Like most members of the research community, Vince began hearing about AIDS in the mid-1980s. It was clear from the outset that this virus represented a new kind of enemy. As with all viruses, its behavior might be compared to an invading army: HIV inserts itself into human cells, then, with an enzyme called reverse transcriptase, uses the cell's own reproductive machinery to replicate itself as many as 1 billion times every 24 hours. But this organism behaved differently from previously known viruses, depressing the body's immune system and mutating so quickly that attempts to understand its reproductive mechanism--much less confound it--could hardly keep pace.

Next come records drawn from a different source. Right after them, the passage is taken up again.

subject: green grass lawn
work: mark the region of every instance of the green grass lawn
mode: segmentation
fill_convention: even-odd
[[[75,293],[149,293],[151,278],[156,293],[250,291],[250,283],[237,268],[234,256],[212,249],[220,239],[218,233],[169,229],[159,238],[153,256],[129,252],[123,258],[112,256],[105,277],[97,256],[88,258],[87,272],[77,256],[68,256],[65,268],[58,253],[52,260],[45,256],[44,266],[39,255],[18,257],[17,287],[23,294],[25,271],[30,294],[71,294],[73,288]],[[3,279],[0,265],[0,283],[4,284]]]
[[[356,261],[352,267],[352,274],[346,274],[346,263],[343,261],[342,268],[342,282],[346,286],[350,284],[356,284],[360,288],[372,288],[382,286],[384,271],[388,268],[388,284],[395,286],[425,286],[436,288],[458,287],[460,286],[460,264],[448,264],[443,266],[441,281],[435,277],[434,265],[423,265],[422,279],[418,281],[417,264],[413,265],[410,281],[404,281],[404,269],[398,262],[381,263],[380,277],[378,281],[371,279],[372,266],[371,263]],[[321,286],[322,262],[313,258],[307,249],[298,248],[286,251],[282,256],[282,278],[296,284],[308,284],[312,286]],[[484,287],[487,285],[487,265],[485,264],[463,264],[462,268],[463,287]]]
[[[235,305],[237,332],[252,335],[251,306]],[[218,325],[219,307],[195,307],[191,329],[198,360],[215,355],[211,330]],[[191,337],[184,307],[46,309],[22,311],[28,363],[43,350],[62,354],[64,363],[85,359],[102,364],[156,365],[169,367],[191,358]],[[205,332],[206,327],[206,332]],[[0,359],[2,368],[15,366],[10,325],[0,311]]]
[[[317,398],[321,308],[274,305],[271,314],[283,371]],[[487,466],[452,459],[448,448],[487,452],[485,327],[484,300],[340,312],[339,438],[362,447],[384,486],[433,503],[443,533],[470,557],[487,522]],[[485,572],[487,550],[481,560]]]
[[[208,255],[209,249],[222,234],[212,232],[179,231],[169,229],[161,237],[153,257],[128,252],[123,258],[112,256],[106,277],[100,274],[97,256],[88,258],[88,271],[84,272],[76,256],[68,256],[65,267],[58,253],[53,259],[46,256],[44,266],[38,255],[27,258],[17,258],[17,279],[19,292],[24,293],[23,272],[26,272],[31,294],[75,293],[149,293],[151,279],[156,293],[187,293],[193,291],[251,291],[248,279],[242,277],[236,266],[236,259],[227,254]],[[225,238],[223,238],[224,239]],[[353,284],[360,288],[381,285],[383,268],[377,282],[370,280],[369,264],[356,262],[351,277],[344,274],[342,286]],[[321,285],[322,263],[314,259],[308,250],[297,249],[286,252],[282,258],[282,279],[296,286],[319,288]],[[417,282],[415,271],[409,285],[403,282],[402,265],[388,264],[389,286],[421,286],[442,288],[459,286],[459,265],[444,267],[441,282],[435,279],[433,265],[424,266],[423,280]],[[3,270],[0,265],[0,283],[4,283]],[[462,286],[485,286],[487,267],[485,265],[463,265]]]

The few drugs available to treat AIDS--AZT, for instance, and d4T, which were first synthesized in the 1960s--had been developed to fight cancer. But Vince realized early on that the work he was doing with modified versions of basic DNA molecules--compounds known as nucleoside analogues--could be applied to AIDS. After a decade's worth of fundamental research into the behavior of viruses, he knew that altered nucleosides could act as chemical decoys, stopping reverse transcriptase from commencing the replication process, and thus effectively neutralizing the virus without destroying healthy cells. In 1986, with a research grant from the National Institutes of Health, he set out to synthesize the first compound ever designed specifically to combat HIV.
As he recounts the history of his discovery, Vince gravitates toward a chalkboard on one wall of his office and proceeds to diagram the molecular structure of a nucleoside called guanosine. In order to ensure that his compound would target only infected cells, Vince grafted a synthetic sugar to the nucleoside. Evolutionarily sophisticated human cells would recognize the synthetic compounds as impostors and reject them; the virus would not. Pointing to one of the pentagram's corners, he continues, "What we did is replace an oxygen molecule with a carbon. That makes the compound very, very stable." Less stable molecules, Vince explains, are likely to be broken up by stomach acids before reaching their target. To be effective, AIDS therapies, which are often taken in complex, multidrug regimens, must be able to pass easily through the body to the white blood cells and brain tissue where HIV hides.